Helping Children Understand and Cope

Truth is better than deceit, and honesty fosters trust and a sense of security. In other words, never evade your children’s questions and never lie when you answer. It is important, however, to always take time to clarify your child’s question. “Is Daddy ok?” coming from a young child whose father tripped and fell down the stairs probably means, “Is Daddy hurting?” or “Does he need help?”

How much we share with our children depends on their age, their interests, and our own needs for privacy. In general, young children probably need less detail than older children.

Be aware of your child’s development level and how this affects his or her reasoning and understanding before launching into a complex explanation about the illness and its cause. Abstract thinking does not develop until adolescence, so be sure to keep your conversation age appropriate.

For younger children, receiving the truth in “installments” may be easier to process. For instance, when asked, “Can doctors make Mommy better?” it is perfectly acceptable to make the distinction between symptom relief and cure.
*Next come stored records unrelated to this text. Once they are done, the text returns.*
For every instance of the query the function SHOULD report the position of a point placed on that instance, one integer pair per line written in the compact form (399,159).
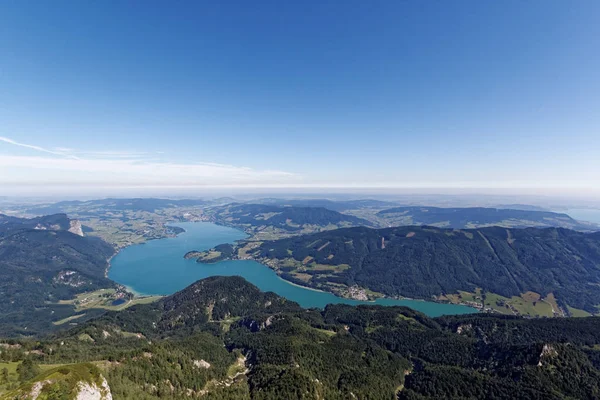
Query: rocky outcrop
(75,227)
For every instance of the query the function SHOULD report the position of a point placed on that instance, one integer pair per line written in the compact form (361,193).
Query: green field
(103,298)
(13,378)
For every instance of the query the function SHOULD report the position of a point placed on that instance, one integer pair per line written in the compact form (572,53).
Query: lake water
(158,267)
(585,214)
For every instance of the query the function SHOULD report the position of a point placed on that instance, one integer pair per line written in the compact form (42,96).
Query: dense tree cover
(260,346)
(288,218)
(472,217)
(424,261)
(41,263)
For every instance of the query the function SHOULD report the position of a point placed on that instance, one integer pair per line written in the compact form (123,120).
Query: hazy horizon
(464,97)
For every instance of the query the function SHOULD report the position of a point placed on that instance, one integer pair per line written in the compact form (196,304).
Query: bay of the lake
(157,267)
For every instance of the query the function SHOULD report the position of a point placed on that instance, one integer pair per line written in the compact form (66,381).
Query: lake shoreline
(158,268)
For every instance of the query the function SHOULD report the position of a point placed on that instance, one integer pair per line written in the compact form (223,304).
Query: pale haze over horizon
(480,97)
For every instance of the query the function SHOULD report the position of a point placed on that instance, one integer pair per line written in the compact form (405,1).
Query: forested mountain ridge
(479,217)
(42,262)
(260,346)
(423,262)
(114,204)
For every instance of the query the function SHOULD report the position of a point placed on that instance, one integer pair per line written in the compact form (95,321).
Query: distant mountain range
(425,261)
(335,205)
(222,338)
(477,217)
(277,220)
(42,262)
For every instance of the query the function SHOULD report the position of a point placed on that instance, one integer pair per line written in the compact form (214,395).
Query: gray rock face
(75,227)
(89,391)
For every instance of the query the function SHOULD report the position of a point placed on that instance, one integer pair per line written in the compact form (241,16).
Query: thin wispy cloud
(123,168)
(37,148)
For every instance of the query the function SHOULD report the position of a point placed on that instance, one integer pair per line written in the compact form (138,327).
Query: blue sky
(439,94)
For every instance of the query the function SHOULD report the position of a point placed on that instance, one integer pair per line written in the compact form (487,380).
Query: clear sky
(441,94)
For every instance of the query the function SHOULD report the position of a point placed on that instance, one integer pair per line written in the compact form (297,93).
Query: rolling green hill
(41,263)
(478,217)
(221,338)
(423,262)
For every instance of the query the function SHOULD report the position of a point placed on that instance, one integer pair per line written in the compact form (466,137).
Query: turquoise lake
(158,267)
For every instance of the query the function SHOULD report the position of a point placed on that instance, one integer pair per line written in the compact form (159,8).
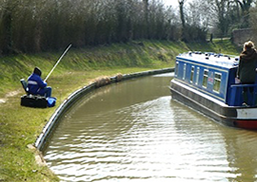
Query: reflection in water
(133,130)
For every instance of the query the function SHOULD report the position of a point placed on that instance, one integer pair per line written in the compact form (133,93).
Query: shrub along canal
(133,130)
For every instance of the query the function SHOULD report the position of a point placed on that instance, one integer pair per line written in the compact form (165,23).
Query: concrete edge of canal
(66,104)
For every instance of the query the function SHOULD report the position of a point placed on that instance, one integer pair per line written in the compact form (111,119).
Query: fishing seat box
(34,101)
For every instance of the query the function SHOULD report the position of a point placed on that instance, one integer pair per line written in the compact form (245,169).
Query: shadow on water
(133,130)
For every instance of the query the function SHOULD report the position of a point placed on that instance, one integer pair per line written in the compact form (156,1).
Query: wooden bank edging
(48,128)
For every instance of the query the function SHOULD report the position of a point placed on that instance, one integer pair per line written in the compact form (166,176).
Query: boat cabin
(213,75)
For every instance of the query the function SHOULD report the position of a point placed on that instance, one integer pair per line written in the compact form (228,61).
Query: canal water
(134,131)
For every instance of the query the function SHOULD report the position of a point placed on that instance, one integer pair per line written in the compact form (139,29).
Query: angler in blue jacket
(36,86)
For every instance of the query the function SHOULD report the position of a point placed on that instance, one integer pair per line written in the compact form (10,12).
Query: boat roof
(209,58)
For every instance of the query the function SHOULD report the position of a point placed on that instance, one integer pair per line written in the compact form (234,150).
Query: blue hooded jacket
(35,84)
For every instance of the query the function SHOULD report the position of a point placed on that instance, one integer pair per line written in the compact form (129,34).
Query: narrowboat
(206,82)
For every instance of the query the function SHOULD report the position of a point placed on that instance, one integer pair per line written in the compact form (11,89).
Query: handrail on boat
(237,95)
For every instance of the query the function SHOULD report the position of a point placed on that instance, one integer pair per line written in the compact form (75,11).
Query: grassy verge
(20,126)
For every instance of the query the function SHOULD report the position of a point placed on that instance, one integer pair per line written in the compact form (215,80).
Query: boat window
(205,78)
(192,74)
(197,75)
(184,71)
(176,69)
(217,80)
Overall, the best advice is to acknowledge the stress. It’s helpful for children and adults to be reassured that what they are experiencing is real.

Preschoolers 
  • Use language your child knows and understands.
  • Keep explanations very short and simple.
  • Use dolls and puppets to illustrate the hospital visit.
  • Forewarn the child of anticipated changes in the affected parent’s role. For instance, “Daddy has a serious sickness. That is why he’s been so tired and sleepy lately. The doctors are trying to help him with this sickness, but he won’t be strong enough to play ball with you for a while.”

School-age children
  • Give the child the name of the disease. Write it down. Emphasize that nothing the child did caused the disease, and point out that it cannot be “caught” by hugging or sharing a snack with the person who has it.
  • Plan for making sure the child’s needs are met and their daily routine is kept as normal as possible. If necessary, ask relatives or neighbors to help with parental responsibilities.
  • Give the child an overview of what doctors are doing to manage the disease.
  • Give examples of what the child can do to help the affected parent feel loved (i.e., draw a picture; tell Daddy you love him, etc.).
  • Make sure the child knows that his or her parent’s moods are not the child’s fault.

Teenagers
  • Give as much detailed information as possible.
  • Be prepared. Any reaction – including anger – is normal.
  • Answer every question, including the ones about transmission, as fully and honestly as possible.
  • Give the teen options for doing further research on their own, pointing out recommended and reliable resources.
  • Be flexible regarding daily chores and routines; don’t expect your teenager to volunteer to take on extra duties or hospital/doctor visits.
  • Make sure the adolescent has someone to talk to from outside the family – preferably someone they trust and who will keep their conversations confidential.

Leave the door open for ongoing conversation. Children understand events differently over time, and their capacity for grasping complicated issues develops as they mature. And be certain to be open with children about the ways adults seek and obtain assistance for their problems, including going to a therapist. In doing so, you model an important coping strategy – recognizing the need for help and obtaining it.